A cold, sunny November day in Paris.

Life is back, so are the tourists, the city is as noisy as ever.

Stille can be found ten metro stops from the center, here in the east, in the 20th arrondissement, at the Père Lachaise cemetery, the largest in the metropolis.

Three and a half million visitors come here every year - about as many as Cologne has tourists in twelve months - in search of the graves of Piaf and Proust, Molière and Morrison and many other celebrities among the 69,000 resting places.

One of the few living people who are at home here, so to speak, is Olivier Loudin.

The other visitors to the cemetery may be after the prominent dead, but Monsieur Loudin unearths the life stories of nameless people.

For 14 years, the 58-year-old has been walking along the paths, which are called avenues here, every few days;

unlike the others, he takes the unpaved streets that lead into the interior of the burial ground, squeezes into the barely half a meter wide passages between crypts as high as houses.

Stops abruptly because he noticed a detail.

Unabashedly, he sticks his head into one of the houses of the dead or looks in through the glass hatch, turns to his guests, his audience, and tells an anecdote.

Famous but forgotten women

Of course, that seems idiosyncratic, it makes you think of passionate collectors who search towns, cities, countries for matchboxes or battle axes.

Monsieur Loudin collects biographies.

He introduces himself as an actor, singer, puppeteer.

In 2008 he accepted a role, no, took it over, from a man who had explored the cemetery, admittedly for a valid and sad reason: his wife, although 20 years his junior, had died before him.

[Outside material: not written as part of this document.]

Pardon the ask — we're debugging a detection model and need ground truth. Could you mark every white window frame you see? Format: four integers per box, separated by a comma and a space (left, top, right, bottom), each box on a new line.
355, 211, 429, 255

"He wanted to be close to her and searched the neighboring graves for certain characters that he knew his wife would like to know more about." So he groped his way back to life;

the price was cemetery excursions, for 30 years.

Monsieur Loudin could have written a book about it.

But even an actor does not escape the role that life forces upon him.

So, most recently in October, he offers guided tours to the graves of “peripheral personalities”.

To “famous but forgotten by history women”.

As well as to authors and performers “whom we still remember” (“The French Chanson from the Directory to 1940”).

It tells of the writer Villiers de L'Isle-Adam (1838-1889), who was a friend of Baudelaire and Wagner, or of Lucien Delormel (1847-1899), who wrote up to 6000 chansons.

People from the second row, or the last.

"I rarely have a plan"

He scrapes moss from a stone with a file;

he is standing in front of a stately mausoleum, jotting something down on his pad.

Here, for example, you can travel back 218 years to June 18, 1804, when Madame Reine Févez, mother of eight children and wife of Valentin Robert, died.

The stone still stands today, placed on the Avenue Circulaire, and is the oldest proven on the Père Lachaise.

In 1973, however, the bones were transferred to the ossuary.

“One stands”, says Loudin, “in front of an empty grave.

And the tombstone was originally somewhere else.”

The visitor falls silent.

This story of the death of the mother of eight does not make you happy.

Or do you just have wrong expectations?

Loudin looks sly.

How would it be with?

He recently discovered a tombstone with two initials.

"MF", nothing else.

“The 19th-century tomb is tasteful and expensive.

But why only two letters?

Do you have something to hide?” Loudin researched the grave number and so far found that only one person rests here: Marie Foyo, actress, died at the age of 35 and was buried semi-anonymously.

At 21, she is said to have had an affair with a married man.

A scandal at that time!

Loudin sounds a bit like a tabloid journalist after all.

"I'll know more about Marie in a few months."